Birleşmiş Milletler İklim Değişikliği Konferansı (COP28), 30 Kasım 2023 ile 13 Aralık 2023 tarihleri arasında gerçekleşti. Bu konferansta, küresel yenilenebilir enerji kapasitesini 2030’a kadar üç kat artırma ve enerji verimliliğini iki katına çıkarma hedefleri, 198 ülke tarafından kabul edildi.
Ancak, 2023’te fosil yakıt tüketiminin rekor seviyeye ulaşması ve gelişmekte olan ülkelerin fosil yakıtla endüstrileşmeye devam etmeleri nedeniyle, bu taahhütlerin uygulanması önemli bir sorun olarak ortaya çıktı.
Uluslararası Enerji Ajansı (IEA) tarafından hazırlanan net-sıfır yol haritasına göre, 2030 yılına kadar temiz enerji kapasitesinin yüzde 80’inin güneş ve rüzgar enerjisi tarafından sağlanması hedefleniyor. Kalan yüzde 20’lik kısım, nükleer enerji, hidroelektrik enerjisi, hidrojen enerjisi ve batarya depolama gibi kaynaklardan oluşması bekleniyor.
MSCI’nin “Yenilenebilir Enerji ve Enerji Verimliliği Taahhütleri” raporu, IEA’nın belirlediği yol haritası doğrultusunda 198 ülkenin küresel emisyon azaltma hedeflerini ve enerji piyasasındaki etkilerini inceliyor.

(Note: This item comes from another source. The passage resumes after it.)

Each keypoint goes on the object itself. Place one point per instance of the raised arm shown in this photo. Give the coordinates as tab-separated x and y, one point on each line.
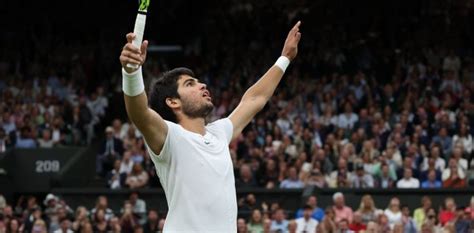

Raporda, gelişmiş ülkelerdeki enerji şirketlerinin üçte birinin yenilenebilir enerji kapasitesini artırmaya yönelik taahhütlerde bulunduğu ancak bu oranın gelişmekte olan ülkelerde daha düşük olduğu belirtiliyor. Ayrıca, raporda, enerji şirketlerinin öncelikli konularından biri olan yenilenebilir enerji kapasitesi eklemeye yönelik hedeflerin küresel hedeflerle uyumlu olup olmadığı ve ana pazarlarda yenilenebilir enerji geliştirme stratejilerini nasıl kullanabilecekleri de ele alınıyor.
MSCI Düşük Karbon Patent Skorları’na göre, güneş, rüzgar enerjisi ve enerji depolama alanlarında en yüksek skorlara sahip patentler endüstriyel sektörlerde bulunuyor. Düşük karbon patent skorlarına sahip olan şirketler, tedarikçileriyle ve start-up’larla iş birliği yaparak düşük karbon teknolojilerinin Ar-Ge süreçlerini hızlandırarak bu teknolojilerin kullanımını artırıyor.
Rapor, temiz enerjiye yönelik Ar-Ge çalışmalarının daha da hızlanabileceğini ve yatırımcıların bu alandaki büyüme potansiyeline sahip şirketlere yönelebileceğini belirtiyor. Ancak yatırımcıların, portföylerindeki şirketlerin çevre dostu ve sürdürülebilir teknolojilere ne kadar yatırım yaptıklarını, bu teknolojilerle ilgili hangi ürün ve hizmetleri sunduklarını veya bu alanda patentlere sahip olup olmadıklarını analiz etmeleri tavsiye ediliyor.